The New Student's Reference Work/Paine, Thomas

Paine, Thomas, an English writer and free thinker, was born in Norfolk, Jan. 29, 1737, and became staymaker, marine, schoolmaster, exciseman and tobacconist in turn. In 1774 he sailed for America. In 1776 his pamphlet Common Sense appeared, followed a year later by The Crisis. While he was serving as a private at Trenton, Congress gave him the position of secretary of the committee of foreign affairs, but he lost the post in 1779 and was appointed clerk of the Pennsylvania legislature. In 1785 he was given $3,000 and the New Rochelle farm by Congress. He returned to England in 1787, and in 1791-92 published his Rights of Man and the famous reply to Burke's Reflections upon the French Revolution.
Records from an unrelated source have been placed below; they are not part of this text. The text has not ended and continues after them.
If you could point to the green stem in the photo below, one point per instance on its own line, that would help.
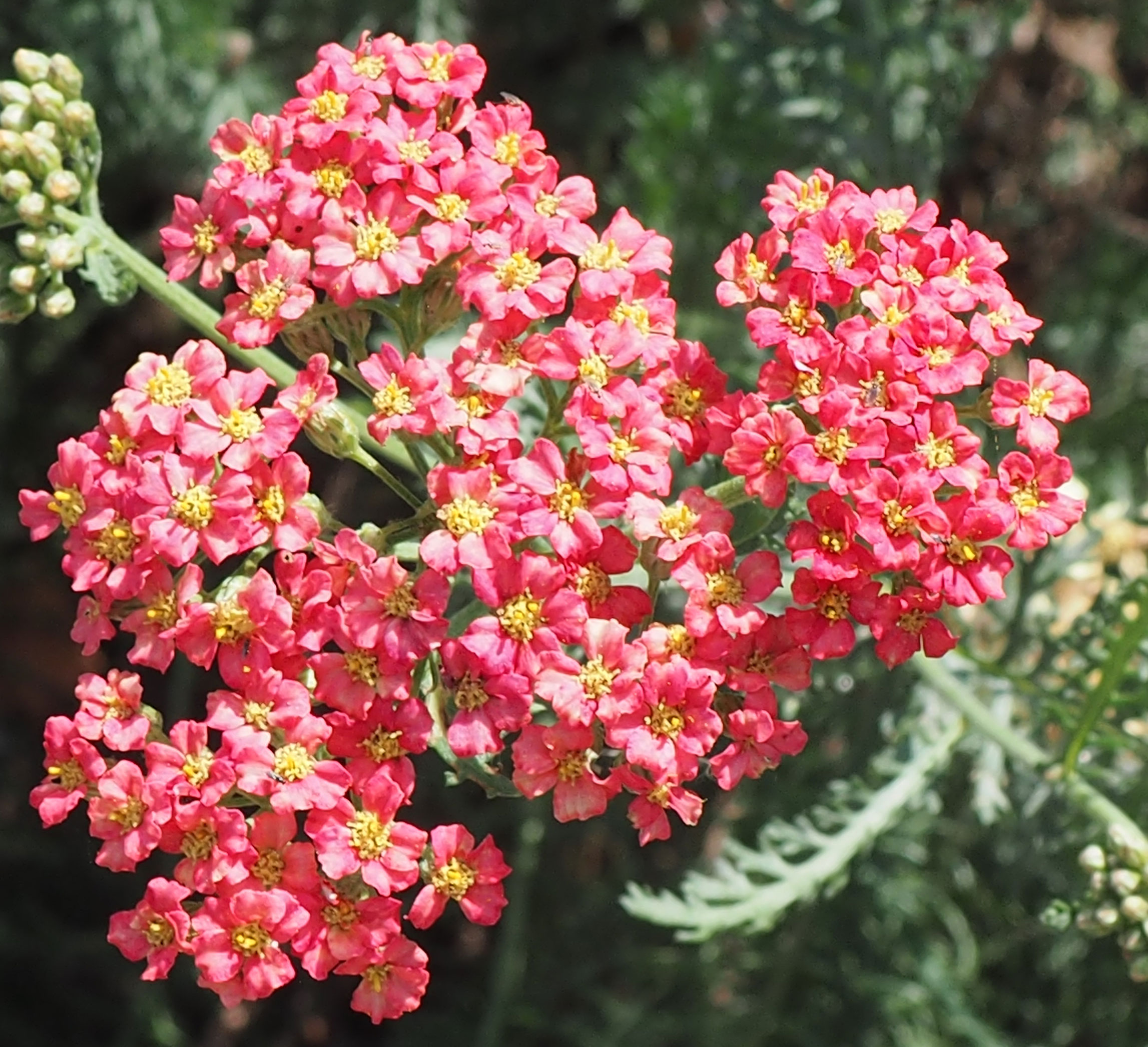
(1115, 667)
(731, 493)
(510, 956)
(1075, 789)
(387, 477)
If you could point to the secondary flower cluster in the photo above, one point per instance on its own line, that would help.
(384, 188)
(919, 309)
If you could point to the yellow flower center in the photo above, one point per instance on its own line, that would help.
(834, 444)
(402, 602)
(332, 178)
(68, 503)
(678, 520)
(129, 815)
(518, 272)
(170, 386)
(840, 255)
(204, 237)
(383, 744)
(438, 66)
(374, 240)
(116, 542)
(466, 516)
(454, 878)
(1026, 498)
(594, 370)
(890, 220)
(596, 679)
(939, 452)
(897, 521)
(724, 588)
(372, 67)
(329, 106)
(256, 159)
(198, 766)
(251, 939)
(665, 721)
(961, 553)
(633, 311)
(255, 714)
(269, 867)
(392, 400)
(508, 150)
(199, 843)
(370, 837)
(603, 257)
(520, 616)
(1038, 402)
(566, 499)
(231, 622)
(681, 400)
(159, 932)
(593, 585)
(293, 763)
(834, 604)
(450, 207)
(272, 506)
(413, 150)
(264, 303)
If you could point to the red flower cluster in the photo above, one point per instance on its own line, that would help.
(384, 177)
(919, 309)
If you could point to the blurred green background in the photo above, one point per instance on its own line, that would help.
(1026, 121)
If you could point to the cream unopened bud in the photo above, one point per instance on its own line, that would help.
(79, 119)
(15, 184)
(1124, 881)
(25, 279)
(1107, 917)
(15, 118)
(65, 75)
(32, 245)
(64, 253)
(332, 432)
(43, 155)
(63, 188)
(13, 91)
(12, 149)
(48, 103)
(14, 308)
(34, 209)
(58, 303)
(1135, 908)
(1092, 859)
(32, 66)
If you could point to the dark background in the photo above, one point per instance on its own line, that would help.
(1029, 122)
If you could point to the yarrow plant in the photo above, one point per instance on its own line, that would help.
(566, 612)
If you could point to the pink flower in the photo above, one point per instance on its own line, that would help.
(111, 710)
(560, 758)
(74, 766)
(238, 943)
(157, 930)
(274, 293)
(368, 839)
(472, 876)
(128, 815)
(394, 975)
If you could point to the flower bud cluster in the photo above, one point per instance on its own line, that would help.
(385, 189)
(46, 158)
(1116, 901)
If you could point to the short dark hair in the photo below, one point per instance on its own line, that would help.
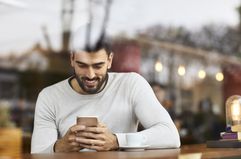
(102, 42)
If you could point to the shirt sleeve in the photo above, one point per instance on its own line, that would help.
(160, 131)
(45, 131)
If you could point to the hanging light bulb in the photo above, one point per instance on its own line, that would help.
(181, 70)
(158, 66)
(219, 76)
(233, 112)
(201, 74)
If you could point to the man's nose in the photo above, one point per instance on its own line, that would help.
(90, 73)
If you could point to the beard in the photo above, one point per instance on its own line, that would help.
(91, 86)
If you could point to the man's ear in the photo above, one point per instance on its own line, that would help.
(72, 59)
(110, 59)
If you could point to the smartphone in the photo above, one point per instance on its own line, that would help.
(90, 121)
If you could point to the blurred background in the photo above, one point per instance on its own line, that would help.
(188, 50)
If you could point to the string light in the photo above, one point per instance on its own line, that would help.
(201, 74)
(158, 66)
(181, 70)
(219, 76)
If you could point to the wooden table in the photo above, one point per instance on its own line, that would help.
(185, 152)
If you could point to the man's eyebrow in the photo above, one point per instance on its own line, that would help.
(82, 63)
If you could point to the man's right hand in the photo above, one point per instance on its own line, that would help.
(68, 142)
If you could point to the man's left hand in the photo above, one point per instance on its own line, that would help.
(97, 138)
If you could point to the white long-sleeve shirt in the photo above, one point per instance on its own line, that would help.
(126, 100)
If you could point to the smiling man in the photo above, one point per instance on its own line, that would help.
(119, 100)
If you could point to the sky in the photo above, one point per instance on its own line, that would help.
(21, 27)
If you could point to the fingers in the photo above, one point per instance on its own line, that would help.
(90, 135)
(90, 142)
(93, 147)
(76, 128)
(97, 130)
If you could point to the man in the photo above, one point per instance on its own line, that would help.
(120, 100)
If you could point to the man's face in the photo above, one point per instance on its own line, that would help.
(91, 69)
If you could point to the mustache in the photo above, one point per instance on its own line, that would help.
(90, 79)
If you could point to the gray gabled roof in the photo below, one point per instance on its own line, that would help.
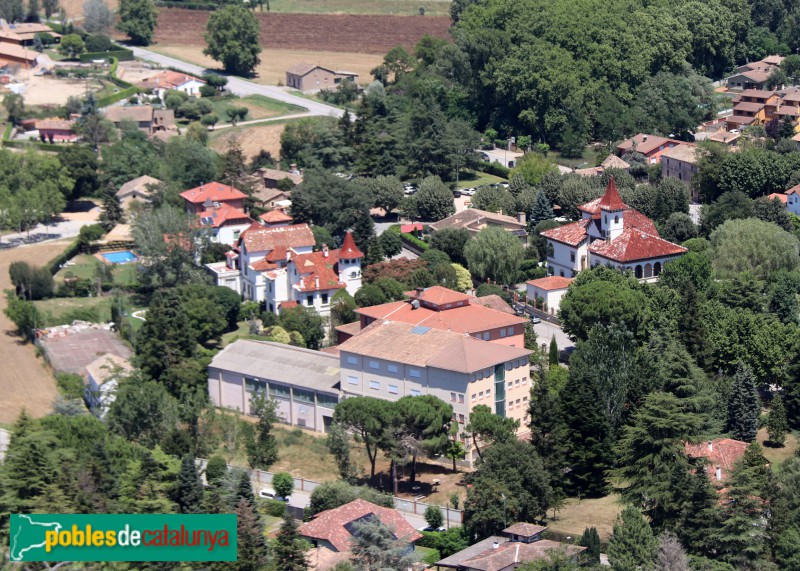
(285, 364)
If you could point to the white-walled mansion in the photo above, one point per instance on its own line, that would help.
(610, 233)
(275, 263)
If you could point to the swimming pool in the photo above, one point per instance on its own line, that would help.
(122, 257)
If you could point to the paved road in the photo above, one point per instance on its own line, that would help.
(241, 87)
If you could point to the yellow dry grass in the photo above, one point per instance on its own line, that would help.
(274, 63)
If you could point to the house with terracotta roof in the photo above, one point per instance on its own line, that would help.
(550, 290)
(168, 80)
(310, 77)
(474, 220)
(331, 532)
(651, 146)
(519, 544)
(720, 456)
(609, 233)
(276, 264)
(442, 308)
(391, 359)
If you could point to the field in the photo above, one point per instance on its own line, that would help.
(25, 383)
(252, 138)
(274, 62)
(313, 32)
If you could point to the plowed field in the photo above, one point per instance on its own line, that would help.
(314, 32)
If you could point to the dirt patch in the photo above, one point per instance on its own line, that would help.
(274, 63)
(252, 139)
(314, 32)
(25, 382)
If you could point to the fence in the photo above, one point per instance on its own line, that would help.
(451, 516)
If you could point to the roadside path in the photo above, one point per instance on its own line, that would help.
(242, 87)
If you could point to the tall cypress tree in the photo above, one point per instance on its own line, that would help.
(288, 550)
(743, 405)
(189, 489)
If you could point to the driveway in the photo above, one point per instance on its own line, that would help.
(239, 86)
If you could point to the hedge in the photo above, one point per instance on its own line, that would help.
(496, 169)
(120, 55)
(70, 252)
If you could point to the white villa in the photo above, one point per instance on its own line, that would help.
(609, 233)
(275, 263)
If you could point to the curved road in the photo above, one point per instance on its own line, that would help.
(241, 87)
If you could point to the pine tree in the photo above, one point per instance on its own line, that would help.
(591, 541)
(189, 489)
(777, 427)
(541, 209)
(251, 544)
(743, 405)
(632, 546)
(288, 550)
(651, 459)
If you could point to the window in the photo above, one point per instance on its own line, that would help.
(279, 391)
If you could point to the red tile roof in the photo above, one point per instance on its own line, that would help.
(224, 214)
(330, 524)
(611, 199)
(349, 250)
(276, 217)
(258, 238)
(723, 452)
(214, 191)
(633, 245)
(551, 283)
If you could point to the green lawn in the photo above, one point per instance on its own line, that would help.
(378, 7)
(476, 179)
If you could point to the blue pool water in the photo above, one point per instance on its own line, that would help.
(124, 257)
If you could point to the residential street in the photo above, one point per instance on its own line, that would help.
(241, 87)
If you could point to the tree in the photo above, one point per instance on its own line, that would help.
(494, 253)
(743, 405)
(283, 484)
(433, 201)
(138, 19)
(434, 517)
(489, 428)
(97, 17)
(632, 545)
(189, 489)
(289, 549)
(753, 245)
(374, 547)
(651, 457)
(262, 448)
(251, 544)
(777, 426)
(15, 107)
(232, 39)
(71, 45)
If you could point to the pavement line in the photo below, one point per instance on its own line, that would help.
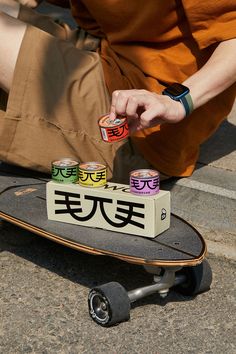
(208, 188)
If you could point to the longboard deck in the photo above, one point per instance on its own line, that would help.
(23, 203)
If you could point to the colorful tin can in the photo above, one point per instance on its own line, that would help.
(113, 130)
(92, 174)
(144, 182)
(65, 170)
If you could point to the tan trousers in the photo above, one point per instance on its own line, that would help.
(58, 94)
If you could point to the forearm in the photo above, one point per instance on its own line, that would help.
(215, 76)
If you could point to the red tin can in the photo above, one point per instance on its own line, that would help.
(144, 182)
(113, 130)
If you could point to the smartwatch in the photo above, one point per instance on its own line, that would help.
(181, 93)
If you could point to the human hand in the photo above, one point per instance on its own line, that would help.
(145, 109)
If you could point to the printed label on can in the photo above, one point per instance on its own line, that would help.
(113, 130)
(92, 174)
(144, 182)
(65, 171)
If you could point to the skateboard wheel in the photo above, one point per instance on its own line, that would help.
(109, 304)
(198, 279)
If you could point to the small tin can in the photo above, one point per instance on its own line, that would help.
(65, 170)
(113, 130)
(92, 174)
(144, 182)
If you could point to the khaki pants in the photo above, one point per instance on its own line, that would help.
(58, 94)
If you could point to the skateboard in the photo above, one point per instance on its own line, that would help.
(175, 258)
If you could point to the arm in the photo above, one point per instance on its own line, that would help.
(146, 109)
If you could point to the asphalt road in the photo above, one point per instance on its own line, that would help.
(43, 304)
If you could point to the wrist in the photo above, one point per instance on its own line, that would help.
(180, 93)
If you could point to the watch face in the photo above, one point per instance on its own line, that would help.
(176, 90)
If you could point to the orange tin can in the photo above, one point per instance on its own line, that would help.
(113, 130)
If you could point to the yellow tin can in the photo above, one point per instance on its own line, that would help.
(92, 174)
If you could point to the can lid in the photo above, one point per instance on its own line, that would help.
(106, 122)
(65, 162)
(91, 165)
(144, 173)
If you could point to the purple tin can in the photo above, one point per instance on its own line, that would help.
(144, 182)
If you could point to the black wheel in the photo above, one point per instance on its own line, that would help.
(198, 279)
(109, 304)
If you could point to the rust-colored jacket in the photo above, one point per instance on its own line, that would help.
(152, 43)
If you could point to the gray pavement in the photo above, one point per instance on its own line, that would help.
(44, 286)
(208, 198)
(43, 304)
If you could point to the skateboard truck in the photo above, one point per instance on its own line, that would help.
(162, 284)
(110, 303)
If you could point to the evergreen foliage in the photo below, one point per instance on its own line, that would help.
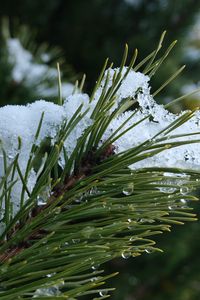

This work caused much trouble and he fled to Paris, where he was elected to the national convention which tried Louis XVI. Favoring the king, he offended Robespierre and was imprisoned eleven months. Before his arrest he had written Part One of The Age of Reason, and Parts Two and Three appeared in 1795 and 1807. In this he decried atheism and Christianity and advocated deism. He returned to America in 1802, became a drunkard, and died at New York, June 8, 1809. See Leslie Stephen's History of English Thought in the 18th Century.